The Reserve Bank of India (RBI) has reduced the repo rate by 50 basis points to 5.5%, a move welcomed by leaders across the automotive, construction, and manufacturing sectors. The policy shift aims to enhance liquidity, ease access to credit, and strengthen consumer sentiment, particularly in capital-intensive industries.
Dr. Anish Shah, Group CEO & MD of Mahindra Group, emphasized the significance of the rate cut in driving economic growth. “We welcome the Reserve Bank of India’s decision to reduce policy rates at a time when the Indian economy is poised for its next phase of growth. This move demonstrates the RBI’s confidence in the macroeconomic fundamentals and its proactive approach to supporting sustainable expansion. The rate cut will serve as a positive catalyst for consumption and investment, particularly in interest-sensitive sectors such as automobiles, housing, and MSMEs. It will also ease borrowing costs, improve liquidity, and further strengthen the momentum behind India’s infrastructure and manufacturing push,” Shah said.
The Automotive Component Manufacturers Association of India (ACMA) also welcomed the RBI’s measures, highlighting their importance for the auto component industry. Shradha Suri Marwah, President of ACMA, noted the impact on liquidity and borrowing costs. “These measures, especially in the backdrop of persistent global headwinds, are a timely and proactive step toward stimulating domestic demand and supporting industrial growth. The infusion of liquidity through the CRR cut will further ease working capital pressures, particularly for MSMEs that form the backbone of the auto component industry,” she said.
Shailesh Chandra, President of the Society of Indian Automobile Manufacturers (SIAM) and Managing Director of Tata Passenger Vehicles Ltd and Tata Passenger Electric Mobility Ltd, echoed this optimism, emphasizing the benefits for the auto industry. “Such reduction in repo rates would have a positive impact on the auto sector since it would lead to increased accessibility to finance at reduced costs, thereby creating a positive sentiment amongst the consumers in the market,” Chandra noted.
Venkatram Mamillapalle, CEO and Managing Director of Renault India, described the policy move as “welcome and timely.” He highlighted that the cumulative 100 basis points repo rate reduction since February, along with a 100 bps cut in the Cash Reserve Ratio (CRR), is expected to inject ₹2.5 lakh crore into the banking system, significantly improving liquidity and enabling faster transmission of lower interest rates to consumers. Mamillapalle noted that improved financing accessibility would benefit buyers in entry and mid-level vehicle segments while the revised CPI inflation forecast of 3.7% for FY26 could further support purchasing sentiment.

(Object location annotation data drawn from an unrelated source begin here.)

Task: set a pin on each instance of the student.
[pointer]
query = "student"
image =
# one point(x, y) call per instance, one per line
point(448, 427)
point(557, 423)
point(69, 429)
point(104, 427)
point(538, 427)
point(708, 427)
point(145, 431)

“With private consumption already trending upward and the festive season approaching, this policy environment is expected to further energize demand,” Mamillapalle said. He also pointed out India’s economic resilience, citing strong foreign direct investment (FDI) inflows amid global challenges as evidence of the country’s attractiveness as an investment destination. According to him, the RBI’s proactive stance will contribute to growth in automotive retail and support broader economic momentum through FY2025–26.

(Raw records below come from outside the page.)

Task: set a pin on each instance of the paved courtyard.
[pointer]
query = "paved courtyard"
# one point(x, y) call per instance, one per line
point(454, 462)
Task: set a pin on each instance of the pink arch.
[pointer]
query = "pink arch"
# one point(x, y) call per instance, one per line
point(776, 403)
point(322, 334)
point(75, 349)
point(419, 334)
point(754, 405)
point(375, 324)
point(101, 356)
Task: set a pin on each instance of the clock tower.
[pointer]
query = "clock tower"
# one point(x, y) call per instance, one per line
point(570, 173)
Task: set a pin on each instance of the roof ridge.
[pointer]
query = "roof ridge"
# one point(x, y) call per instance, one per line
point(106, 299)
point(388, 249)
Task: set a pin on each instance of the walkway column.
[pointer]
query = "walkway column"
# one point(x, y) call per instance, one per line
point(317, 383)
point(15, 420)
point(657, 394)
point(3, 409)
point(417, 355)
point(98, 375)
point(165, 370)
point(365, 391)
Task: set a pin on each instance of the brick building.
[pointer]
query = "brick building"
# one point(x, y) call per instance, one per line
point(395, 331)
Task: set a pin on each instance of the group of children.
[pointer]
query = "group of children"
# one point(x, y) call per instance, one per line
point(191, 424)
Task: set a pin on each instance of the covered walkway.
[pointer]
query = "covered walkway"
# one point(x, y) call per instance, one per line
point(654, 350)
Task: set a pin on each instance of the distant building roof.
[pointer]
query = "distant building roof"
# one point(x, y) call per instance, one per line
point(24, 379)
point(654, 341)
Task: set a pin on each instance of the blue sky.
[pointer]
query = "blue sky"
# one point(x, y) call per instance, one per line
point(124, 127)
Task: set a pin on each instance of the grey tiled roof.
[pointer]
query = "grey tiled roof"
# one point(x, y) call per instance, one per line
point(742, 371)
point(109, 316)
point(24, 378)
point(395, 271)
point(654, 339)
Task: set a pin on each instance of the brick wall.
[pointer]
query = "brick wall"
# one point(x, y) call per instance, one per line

Beyond the automotive industry, the construction sector also sees major advantages from the RBI’s decision. Rajan Luthra, CFO of Action Construction Equipment (ACE) Ltd., welcomed the rate cut and policy shift to a neutral stance. “We welcome the RBI’s decisive move to cut the repo rate by 50 basis points to 5.50% and shift its policy stance from ‘accommodative’ to ‘neutral’. It is a clear reflection of a balanced approach that prioritizes both inflation control and economic momentum,” Luthra said.
He emphasized the significance of the phased CRR reduction from 4% to 3%, which will infuse substantial liquidity into the banking system, improving credit access for capital-intensive sectors such as infrastructure and construction. “At a time when global uncertainties and geopolitical tensions continue to exert pressure on external trade and investment flows, the RBI’s clear emphasis on indigenous manufacturing is both timely and reassuring. This renewed thrust adds to ACE’s confidence in India’s growth strategy.”

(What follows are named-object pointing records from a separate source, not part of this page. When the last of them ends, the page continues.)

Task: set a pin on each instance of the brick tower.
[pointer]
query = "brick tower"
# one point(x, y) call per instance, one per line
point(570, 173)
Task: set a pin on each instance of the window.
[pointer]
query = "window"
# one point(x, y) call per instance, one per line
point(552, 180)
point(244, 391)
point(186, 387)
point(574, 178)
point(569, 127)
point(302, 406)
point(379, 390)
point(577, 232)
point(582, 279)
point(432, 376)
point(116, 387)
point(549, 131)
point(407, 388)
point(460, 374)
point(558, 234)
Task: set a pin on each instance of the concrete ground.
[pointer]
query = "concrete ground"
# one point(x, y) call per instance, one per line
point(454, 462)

For the construction equipment industry, these measures are expected to accelerate project execution, improve cash flows, and enhance investment in innovation and mechanization. Luthra sees this policy shift not just as a financial adjustment but as a catalyst for long-term economic growth. “At ACE, we view this not just as a policy shift, but as a significant growth catalyst, energizing indigenous manufacturing, boosting infrastructure momentum, and powering India’s vision of a self-reliant, future-ready economy.”
With over 2 crore vehicles nearing end-of-life in India and increasing demand for infrastructure development, the repo rate cut and liquidity infusion through CRR reductions are anticipated to create ripples across multiple industries, supporting economic expansion and consumer confidence in the years ahead.